The California sea hare, Aplysia californica. Credit: Wikimedia Commons.

The California sea hare, Aplysia californica. Credit: Wikimedia Commons.

An exciting new research study suggests the possibility that some memories can be transferred between organisms. Scientists extracted ribonucleic acid (RNA) from a trained sea snail and implanted it into an untrained snail, whose behavior then matched that of the donor animal.

Where is my mind?

When the brain deems an experience meaningful enough, it will transfer that information from short-term storage — the temporary file cabinet which holds information like where you put your car keys or the phone number of a person you just met — to your long-term memory, where information is held so that it can be accessed at a later time. Scientists think that this record is made in the brain by strengthening the connections between groups of neurons that participate in encoding the experience a pattern of connections which is referred to as an engram.

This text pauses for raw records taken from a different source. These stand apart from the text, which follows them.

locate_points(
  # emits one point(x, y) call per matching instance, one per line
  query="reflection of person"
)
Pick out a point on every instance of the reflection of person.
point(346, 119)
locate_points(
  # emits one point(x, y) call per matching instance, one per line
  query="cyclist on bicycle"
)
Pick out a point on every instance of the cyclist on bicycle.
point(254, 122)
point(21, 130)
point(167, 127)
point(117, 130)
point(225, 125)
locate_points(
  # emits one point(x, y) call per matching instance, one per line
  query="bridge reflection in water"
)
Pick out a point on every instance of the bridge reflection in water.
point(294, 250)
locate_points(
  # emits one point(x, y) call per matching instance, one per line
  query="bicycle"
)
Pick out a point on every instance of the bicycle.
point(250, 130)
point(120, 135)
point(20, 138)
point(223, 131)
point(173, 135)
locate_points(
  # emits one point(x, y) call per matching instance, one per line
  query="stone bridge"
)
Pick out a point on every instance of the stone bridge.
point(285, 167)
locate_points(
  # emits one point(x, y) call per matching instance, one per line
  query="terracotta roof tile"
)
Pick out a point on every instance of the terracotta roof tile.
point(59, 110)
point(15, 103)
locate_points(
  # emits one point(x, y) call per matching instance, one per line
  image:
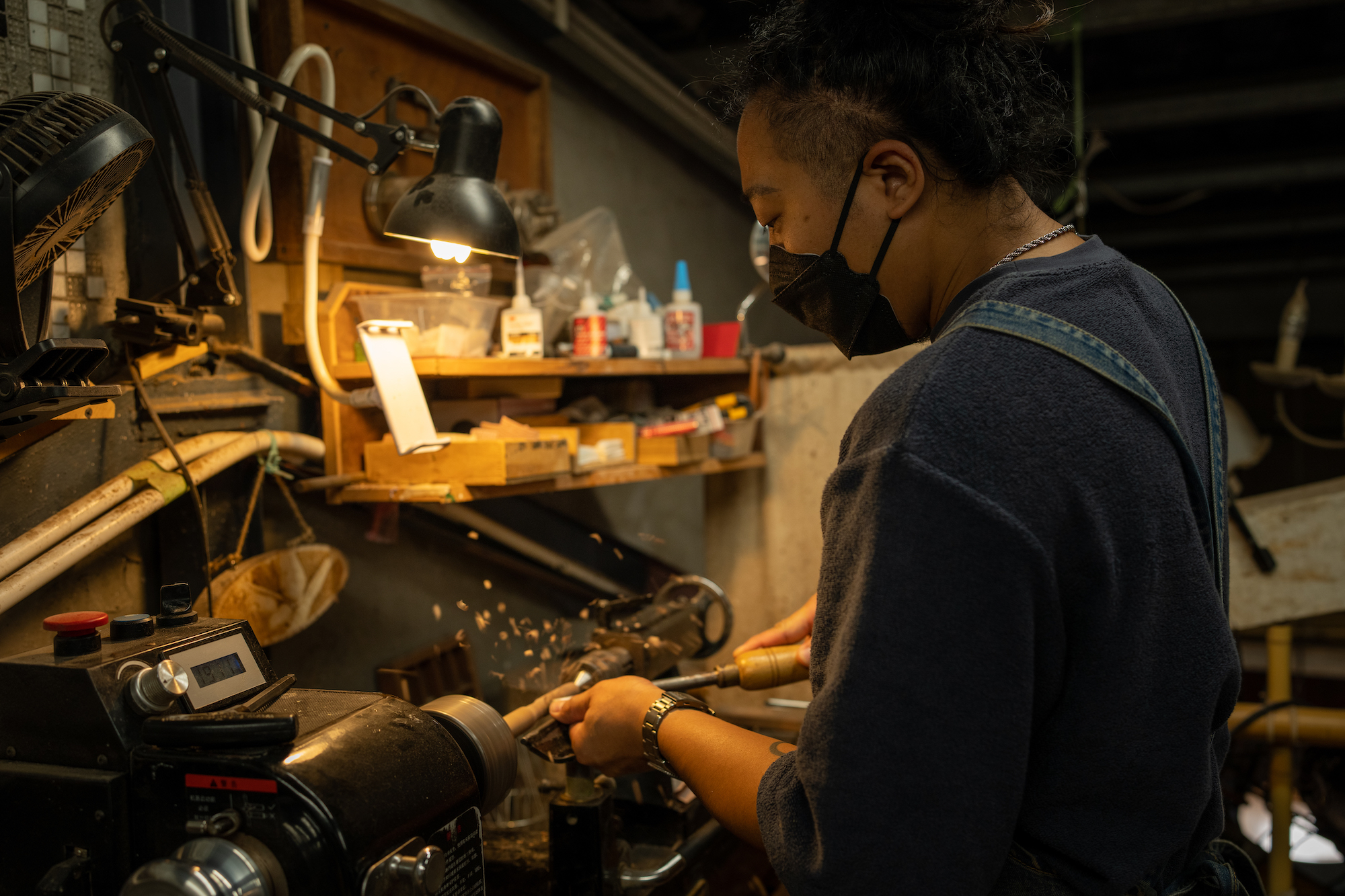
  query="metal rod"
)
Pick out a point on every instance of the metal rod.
point(1278, 686)
point(688, 682)
point(527, 546)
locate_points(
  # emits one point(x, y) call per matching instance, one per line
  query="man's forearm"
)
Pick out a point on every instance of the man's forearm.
point(723, 764)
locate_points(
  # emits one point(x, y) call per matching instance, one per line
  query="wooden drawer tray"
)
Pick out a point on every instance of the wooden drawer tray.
point(492, 462)
point(673, 451)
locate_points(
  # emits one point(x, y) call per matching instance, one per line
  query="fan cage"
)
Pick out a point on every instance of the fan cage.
point(38, 126)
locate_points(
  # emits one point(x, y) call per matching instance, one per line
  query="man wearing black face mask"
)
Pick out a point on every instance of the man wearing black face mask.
point(1020, 654)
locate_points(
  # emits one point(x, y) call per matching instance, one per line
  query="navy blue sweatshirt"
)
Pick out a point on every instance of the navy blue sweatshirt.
point(1019, 637)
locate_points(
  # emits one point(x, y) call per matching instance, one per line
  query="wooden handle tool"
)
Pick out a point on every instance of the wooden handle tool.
point(753, 670)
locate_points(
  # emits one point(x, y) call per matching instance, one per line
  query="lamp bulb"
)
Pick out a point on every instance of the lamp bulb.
point(447, 251)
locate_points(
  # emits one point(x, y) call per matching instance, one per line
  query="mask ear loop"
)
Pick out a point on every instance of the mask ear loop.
point(878, 263)
point(845, 209)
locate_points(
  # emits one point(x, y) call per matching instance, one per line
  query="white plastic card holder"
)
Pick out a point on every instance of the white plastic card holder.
point(400, 392)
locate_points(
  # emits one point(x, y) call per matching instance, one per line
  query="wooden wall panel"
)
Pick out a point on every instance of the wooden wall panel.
point(372, 42)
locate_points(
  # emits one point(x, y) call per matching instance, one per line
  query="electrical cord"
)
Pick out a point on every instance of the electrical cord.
point(403, 88)
point(1260, 713)
point(186, 474)
point(1336, 444)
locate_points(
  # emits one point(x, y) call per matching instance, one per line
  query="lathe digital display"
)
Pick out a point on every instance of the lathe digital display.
point(219, 670)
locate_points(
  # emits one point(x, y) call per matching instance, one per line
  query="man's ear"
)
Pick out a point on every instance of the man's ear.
point(902, 171)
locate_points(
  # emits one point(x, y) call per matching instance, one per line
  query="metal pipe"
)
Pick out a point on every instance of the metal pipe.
point(143, 505)
point(100, 501)
point(1278, 641)
point(527, 546)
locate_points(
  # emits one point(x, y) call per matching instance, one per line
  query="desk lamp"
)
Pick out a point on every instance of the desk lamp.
point(458, 209)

In 2012, MIT researchers identified the particular brain cells in the hippocampus that were active only when a mouse was learning about a new environment. They then proceeded to identify which genes were activated in those cells and added the gene for channelrhodopsin-2 (ChR2), a light-activated protein used in optogenetics, into a genetically engineered mouse. Using tiny optical fibers, the researchers could deliver pulses of light to hippocampal dentate gyrus neurons.

The mice were introduced to an environment and were then left to acclimate themselves with a few minutes of exploration. A mild foot shock was then suddenly introduced, causing the mice to fear the particular environment. The activated brain cells were tagged with ChR2. Later, the mice were introduced in a totally different environment, with an obviously different maze and smell, and were left there to explore. A pulse of light was triggered onto the neurons involved in the first experience, causing the fear memory to get switched on and the mice quickly entered a defensive, immobile crouch. The rodents had, essentially, been fear conditioned.

“Our results show that memories really do reside in very specific brain cells,” co-author Xu Liu stated at the time, “and simply by reactivating these cells by physical means, such as light, an entire memory can be recalled.”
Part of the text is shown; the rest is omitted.